The team is losing one-nil and the game entered into injury time, but the losing team decided to resort to wasting time. This is what the Lebanese leaders are doing in the wake of the crisis that has engulfed the country more than a year ago and is now threatening the integrity of the country.
Despite the pressing economic challenges exacerbated by the COVID-19 pandemic, the political clique sees no urgency in forming a Cabinet. They play the traditional local game while keeping an eye on international developments to determine if they are unfolding to their favor. Hezbollah and its alliance with the presidency were negotiating under the threat of US sanctions and showed some flexibility.
However, they became emboldened following the results of the US Presidential elections, and expect a more lenient Biden administration because of its moderate stance toward Iran. This political rationale may explain the current Cabinet debacle. Hezbollah and its allies believe they have survived a hardline Trump administration and they still have little more than one month to go before the power transfer in Washington. Whether this logic is realistic or not, there is one reality: the country is inching closer toward a total economic collapse with all its implications.
Lebanon’s history is a continuous political crises with intermittent violent conflicts, but now a social crisis is brewing. The national currency has collapsed and hard currency is difficult to obtain while the Central Bank reserves are shrinking and threatening to stop subsidies of basic goods, which will certainly lead to a social upheaval of a magnitude never seen in the modern history the country before.
Sectarian tension coupled with social miseries is a recipe for disaster. A disaster that could lead to the disintegration of the state and subsequently threaten the fragile Lebanese unity. It is a high stake gamble that local leaders are playing.
When it comes to Lebanon Mark Twain would have been wrong. In Lebanon, history repeats itself and it doesn’t only rhyme. Never in the modern history of the country leaders managed to reach a settlement without foreign intervention. The problems in Lebanon are home-made but solutions always imported and never made in lebanon.
The confessional system makes it difficult for sectarian leaders to compromise or give away privileges, because it would be viewed by their constituents as a sell out and a betrayal.
The Oct. 17 uprising and the series of sporadic protests that followed have threatened the political establishment. Recent college student council elections showed that the anti-traditional political parties sentiments are on the rise, making it difficult for the sectarian leaders to yield power bases and give away privileges.
Only economically stirred protests can threaten the political establishment and threaten its hold to power, because it crosses the sectarian divide. Some in Washington and in Gulf states link any future assistance to Lebanon to Hezbollah arms and grip over the state and argue that suffocating the economy may create an anti-Hezbollah wave forcing the Iranian-funded group to disarm or at least agree to fold into the Lebanese state armed forces.
While the anti-Hezbollah sentiments are growing and more vocal even within its community, the economic hardship, unlike what some have hoped, sidelined the issue of Hezbollah's arsenal and its presence in Syria for the time being. During one of his recent trips to Lebanon, French president Macron showed no desire to invoke Hezbollah’s arms at the moment.

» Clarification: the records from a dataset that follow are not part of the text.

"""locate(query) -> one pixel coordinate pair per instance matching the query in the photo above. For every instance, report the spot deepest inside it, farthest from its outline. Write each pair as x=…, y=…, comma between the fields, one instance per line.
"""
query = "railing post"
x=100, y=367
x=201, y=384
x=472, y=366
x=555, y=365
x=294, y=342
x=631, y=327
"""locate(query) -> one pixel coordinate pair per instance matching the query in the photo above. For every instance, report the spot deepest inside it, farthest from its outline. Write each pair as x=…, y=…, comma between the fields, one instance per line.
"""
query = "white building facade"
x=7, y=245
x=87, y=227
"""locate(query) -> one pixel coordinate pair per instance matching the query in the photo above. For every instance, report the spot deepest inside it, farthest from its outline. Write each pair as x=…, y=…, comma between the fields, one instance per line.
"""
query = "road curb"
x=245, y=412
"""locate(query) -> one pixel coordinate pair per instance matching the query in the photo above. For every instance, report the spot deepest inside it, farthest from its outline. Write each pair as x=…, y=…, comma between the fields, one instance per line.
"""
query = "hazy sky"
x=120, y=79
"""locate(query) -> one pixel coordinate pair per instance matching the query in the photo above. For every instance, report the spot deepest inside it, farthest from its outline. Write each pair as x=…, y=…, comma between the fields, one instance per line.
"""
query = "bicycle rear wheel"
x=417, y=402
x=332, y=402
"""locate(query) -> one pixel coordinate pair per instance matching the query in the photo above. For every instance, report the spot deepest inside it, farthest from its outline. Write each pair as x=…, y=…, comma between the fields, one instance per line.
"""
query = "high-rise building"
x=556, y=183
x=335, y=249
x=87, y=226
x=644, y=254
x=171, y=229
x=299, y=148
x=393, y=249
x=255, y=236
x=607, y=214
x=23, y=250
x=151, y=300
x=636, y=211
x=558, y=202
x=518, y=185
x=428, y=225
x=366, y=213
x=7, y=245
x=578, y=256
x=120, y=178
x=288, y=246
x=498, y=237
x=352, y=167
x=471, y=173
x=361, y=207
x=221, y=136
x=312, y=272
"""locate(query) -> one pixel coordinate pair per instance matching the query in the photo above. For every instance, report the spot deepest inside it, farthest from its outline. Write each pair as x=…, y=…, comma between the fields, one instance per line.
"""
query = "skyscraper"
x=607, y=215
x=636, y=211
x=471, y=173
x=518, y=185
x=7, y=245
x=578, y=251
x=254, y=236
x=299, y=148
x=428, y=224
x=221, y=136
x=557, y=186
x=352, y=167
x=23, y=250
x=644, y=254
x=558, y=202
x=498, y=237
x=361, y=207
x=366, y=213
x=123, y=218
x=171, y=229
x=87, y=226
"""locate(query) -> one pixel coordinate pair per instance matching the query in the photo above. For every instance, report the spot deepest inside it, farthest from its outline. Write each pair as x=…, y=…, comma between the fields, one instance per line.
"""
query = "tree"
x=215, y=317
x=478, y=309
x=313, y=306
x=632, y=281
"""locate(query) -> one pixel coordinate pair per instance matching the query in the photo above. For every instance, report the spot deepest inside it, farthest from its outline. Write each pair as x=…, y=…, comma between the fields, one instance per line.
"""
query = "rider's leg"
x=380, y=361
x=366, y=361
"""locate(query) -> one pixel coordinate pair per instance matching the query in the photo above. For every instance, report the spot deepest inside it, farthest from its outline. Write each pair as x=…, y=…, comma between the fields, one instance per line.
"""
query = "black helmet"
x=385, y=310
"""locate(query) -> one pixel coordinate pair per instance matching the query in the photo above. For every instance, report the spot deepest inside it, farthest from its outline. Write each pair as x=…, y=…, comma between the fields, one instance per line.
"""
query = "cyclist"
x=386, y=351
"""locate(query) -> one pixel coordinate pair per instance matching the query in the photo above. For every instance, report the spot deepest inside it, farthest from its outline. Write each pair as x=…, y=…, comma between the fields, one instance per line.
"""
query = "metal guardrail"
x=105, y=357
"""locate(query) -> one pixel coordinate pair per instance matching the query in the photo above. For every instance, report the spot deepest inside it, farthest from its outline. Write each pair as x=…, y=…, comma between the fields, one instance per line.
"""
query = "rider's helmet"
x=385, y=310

The only game in town offering a road map for economic salvation is the French initiative which encompasses the CEDRE conference with the support of the European Union. It takes months for the new US administration to review its foreign policy and the process of confirming the national security team of the new president may delay such review.
The first signal of any change or update in US policy would first be detected by France and US-European allies. Which means the French initiative will gain some American steam given the upcoming administration’s desire for collective efforts with allies in tackling regional conflicts. The recent positive signals that the Gulf political crisis may be nearing an end, could also give some hope that the French initiative may see some light.
Mouafac Harb is a veteran American-Lebanese journalist based in Beirut.